Clever and thought provoking, Time Quake concludes the trilogy started in Gideon the Cutpurse and The Tar Man in which Kate and Peter travel back and forth through time using their father’s anti-gravity time machine. In spite of the fact that there is a preface detailing some of the events of the previous two books, it would be difficult for this to stand alone, but I would imagine that there are many avid readers awaiting this final volume.
Lord Luxon is determined to save America from becoming so by changing the course of the American War of Independence, while Peter and Kate are trying to track down the Tar Man who has the machine which would enable them to return to their families in the twenty-first century. Kate is worryingly ‘blurring’ and fading while discovering she can fast forward and see events before they happen.

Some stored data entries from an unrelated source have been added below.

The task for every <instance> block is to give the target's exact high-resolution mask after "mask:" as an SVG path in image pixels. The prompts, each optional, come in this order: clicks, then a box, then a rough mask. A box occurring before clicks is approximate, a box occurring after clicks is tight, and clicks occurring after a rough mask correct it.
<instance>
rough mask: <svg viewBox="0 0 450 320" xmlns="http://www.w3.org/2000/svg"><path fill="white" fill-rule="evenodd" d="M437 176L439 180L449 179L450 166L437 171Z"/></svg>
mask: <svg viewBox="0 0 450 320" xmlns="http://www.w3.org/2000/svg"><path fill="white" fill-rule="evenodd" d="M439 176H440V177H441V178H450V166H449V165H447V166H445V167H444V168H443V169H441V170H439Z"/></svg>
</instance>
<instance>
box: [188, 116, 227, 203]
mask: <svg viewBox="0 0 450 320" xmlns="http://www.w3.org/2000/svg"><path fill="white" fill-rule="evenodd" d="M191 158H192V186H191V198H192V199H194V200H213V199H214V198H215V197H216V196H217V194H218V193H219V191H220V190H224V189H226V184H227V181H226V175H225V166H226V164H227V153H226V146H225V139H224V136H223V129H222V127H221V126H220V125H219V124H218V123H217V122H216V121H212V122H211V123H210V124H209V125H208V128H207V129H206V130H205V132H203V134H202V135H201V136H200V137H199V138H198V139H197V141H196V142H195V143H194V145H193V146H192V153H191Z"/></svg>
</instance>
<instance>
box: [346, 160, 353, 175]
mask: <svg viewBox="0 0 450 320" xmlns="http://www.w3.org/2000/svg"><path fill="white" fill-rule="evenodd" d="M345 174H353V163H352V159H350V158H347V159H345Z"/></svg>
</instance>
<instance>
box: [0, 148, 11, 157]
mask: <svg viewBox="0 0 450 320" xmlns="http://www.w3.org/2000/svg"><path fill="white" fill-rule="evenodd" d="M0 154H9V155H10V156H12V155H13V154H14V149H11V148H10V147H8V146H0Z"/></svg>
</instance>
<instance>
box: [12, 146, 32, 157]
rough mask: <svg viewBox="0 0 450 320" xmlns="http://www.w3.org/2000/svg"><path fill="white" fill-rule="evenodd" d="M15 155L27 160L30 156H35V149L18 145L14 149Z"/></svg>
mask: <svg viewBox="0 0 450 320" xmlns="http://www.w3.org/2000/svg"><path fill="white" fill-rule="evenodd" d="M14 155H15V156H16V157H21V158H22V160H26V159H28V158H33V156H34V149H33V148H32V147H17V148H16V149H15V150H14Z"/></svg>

Peter, Kate and Gideon who is refusing to believe that the Tar Man is actually his older brother, try to stop Lord Luxon who seemingly is able to save America from its future and in an exciting page-turning ending they manage to do this, although Kate appears to pay the ultimate price or does she?
The thought that the course of history could be changed is a challenging one although the author paints a less than flattering portrait of how New York could have been had the British not lost the War! There is much detail of life at the various periods of history, in particular the crossing of the Delaware River by George Washington and his forces, depicted in a famous painting in the Metropolitan Museum in New York where some of the action takes place. The author has done her research well and the difficulties encountered by the characters are well drawn, in particular Lord Luxon and the Marquess de Montfaron who with their quaint language do stick out rather in the twenty-first century. But equally the Marquess’s enchantment with the technology of our world does make you stop and think. The reader moves seamlessly between the two periods believing while they are reading about New York in the 1760s that they are there, while equally at home in the New York of 2009.